Kırılgan ve savunmasız iki kızın halleri adeta bir ağıda dönüşen makaledeki her satıra sinmiş durumda.
Kızları "Yazmak onu hayatta tutuyordu. Şimdi babamızın kelimeleri onun ruhunu bizimle tutuyor. Bu yazı onun ışığının asla sönmemesi için verilmiş bir söz. Babamız, 'Bazı gitmeler, kalmaktır' diyerek en doğrusunu söylemiş. Onun mirasını her zaman koruyacağız" diye yemin etmiş.
***
Bu miras elbet korunmalı...
Zira Kaşıkçı daha şimdiden
mazlumların hak, adalet ve özgürlük arayışının sembolüne dönüştü.
Özellikle Türkiye'nin sergilediği tavır,
kudret tutkusundan (will to power) vicdanları kararan odakların bütün kirli tezgâhlarını birer birer alt üst ediyor.
Fakat zulmün aydınlatılabilmesi için sadece Türkiye'nin çabaları yetmez. Dünyanın birlik olması gerekiyor. BM'nin ülkemizin yaptığı
uluslararası komisyon çağrısına destek vermesi elbet önemlidir. Ne var ki mevcut yapısıyla BM'nin bu cinayetin sorumlularından hesap sorması zor görünüyor.
Çünkü
'özgürlüğü yalnızca kendileri için isteyen ve diğerlerine köleliği uygun gören' BM'deki statükocu
güçlerin Kaşıkçı krizinde adım
atmaya pek niyeti yok.
Nitekim
veto yetkisine sahip aktörlerden Rusya ve Çin'in dünyayı sarsan
cinayet karşısındaki
'hesaplı duruşları' dikkat çekici. Her iki ülke de Kaşıkçı soruşturmasının sonuçlarına göre pozisyon alacağını söylüyor.
***
Moskova ve Pekin'in şu ana kadar izledikleri siyaset, ahlaki açıdan ABD Başkanı
Donald Trump'ın
'ne olursa olsun gözümü yumarım' tavrından pek de farksız değil.
Bu bağlamda Suudi Veliaht Prensi
Muhammed bin Selman'ın savunucularını sadece Trump ile sınırlandırmamak lazım.
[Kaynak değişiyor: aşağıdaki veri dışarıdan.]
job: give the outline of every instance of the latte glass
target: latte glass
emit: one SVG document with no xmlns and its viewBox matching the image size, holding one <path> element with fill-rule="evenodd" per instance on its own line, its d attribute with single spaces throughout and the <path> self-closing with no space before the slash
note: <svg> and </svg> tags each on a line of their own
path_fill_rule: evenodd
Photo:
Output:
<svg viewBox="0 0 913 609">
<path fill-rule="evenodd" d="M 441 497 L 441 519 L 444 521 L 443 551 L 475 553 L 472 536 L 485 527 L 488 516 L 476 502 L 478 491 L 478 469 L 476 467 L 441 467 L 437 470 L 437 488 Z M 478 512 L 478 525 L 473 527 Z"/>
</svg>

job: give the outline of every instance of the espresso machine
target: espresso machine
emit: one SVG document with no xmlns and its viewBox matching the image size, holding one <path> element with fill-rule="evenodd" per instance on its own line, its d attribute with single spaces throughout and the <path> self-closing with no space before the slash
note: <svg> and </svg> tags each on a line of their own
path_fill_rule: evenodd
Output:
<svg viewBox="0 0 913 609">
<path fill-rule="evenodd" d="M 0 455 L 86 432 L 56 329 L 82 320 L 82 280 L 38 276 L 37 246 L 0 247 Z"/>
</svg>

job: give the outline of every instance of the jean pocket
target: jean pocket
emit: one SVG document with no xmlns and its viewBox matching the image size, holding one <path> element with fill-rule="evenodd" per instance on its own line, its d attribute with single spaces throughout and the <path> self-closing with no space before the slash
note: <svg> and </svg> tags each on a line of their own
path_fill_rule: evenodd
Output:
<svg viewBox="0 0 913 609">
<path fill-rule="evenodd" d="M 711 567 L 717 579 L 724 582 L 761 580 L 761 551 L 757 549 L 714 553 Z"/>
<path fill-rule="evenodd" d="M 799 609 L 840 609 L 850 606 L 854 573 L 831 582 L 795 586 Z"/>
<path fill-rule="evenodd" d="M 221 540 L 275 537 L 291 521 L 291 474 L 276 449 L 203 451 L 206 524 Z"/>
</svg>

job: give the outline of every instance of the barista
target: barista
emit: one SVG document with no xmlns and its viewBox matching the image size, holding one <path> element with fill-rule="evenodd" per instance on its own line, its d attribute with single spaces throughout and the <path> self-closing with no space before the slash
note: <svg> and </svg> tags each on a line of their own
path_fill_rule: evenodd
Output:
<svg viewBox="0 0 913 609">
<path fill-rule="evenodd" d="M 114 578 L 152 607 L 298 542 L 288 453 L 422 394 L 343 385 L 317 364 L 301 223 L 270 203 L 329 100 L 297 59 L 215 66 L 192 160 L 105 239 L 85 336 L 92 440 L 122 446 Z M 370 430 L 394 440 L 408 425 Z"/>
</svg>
Stratejik bir suskunluk içindeki diğer küresel ve bölgesel güçler üzerinde de yoğun bir baskı oluşturulmalıdır.
Sayın Çavuşoğlu'nun dediği gibi,
"Her şey para değildir. İnsani değerlerden uzaklaşmamamız gerekiyor." Yoksa
'içimizdeki ahlaki yasa'nın bütün kırmızı çizgilerini çiğneriz.
Bu ilkeden bir kere ödün verildi mi artık
vicdanımızı her haksızlık karşısında iliklemeye başlarız.
Unutmayalım ki kendi gölgesinden korkan bütün despotların gözünde
hepimiz parçalanıp asitle yok edilmesi gereken birer Kaşıkçı'yız.
Ve babaları vahşice öldürüldüğü halde sesleri hâlâ ürkek çıkan Kaçıkçı'nın kızları kadar da savunmasızız.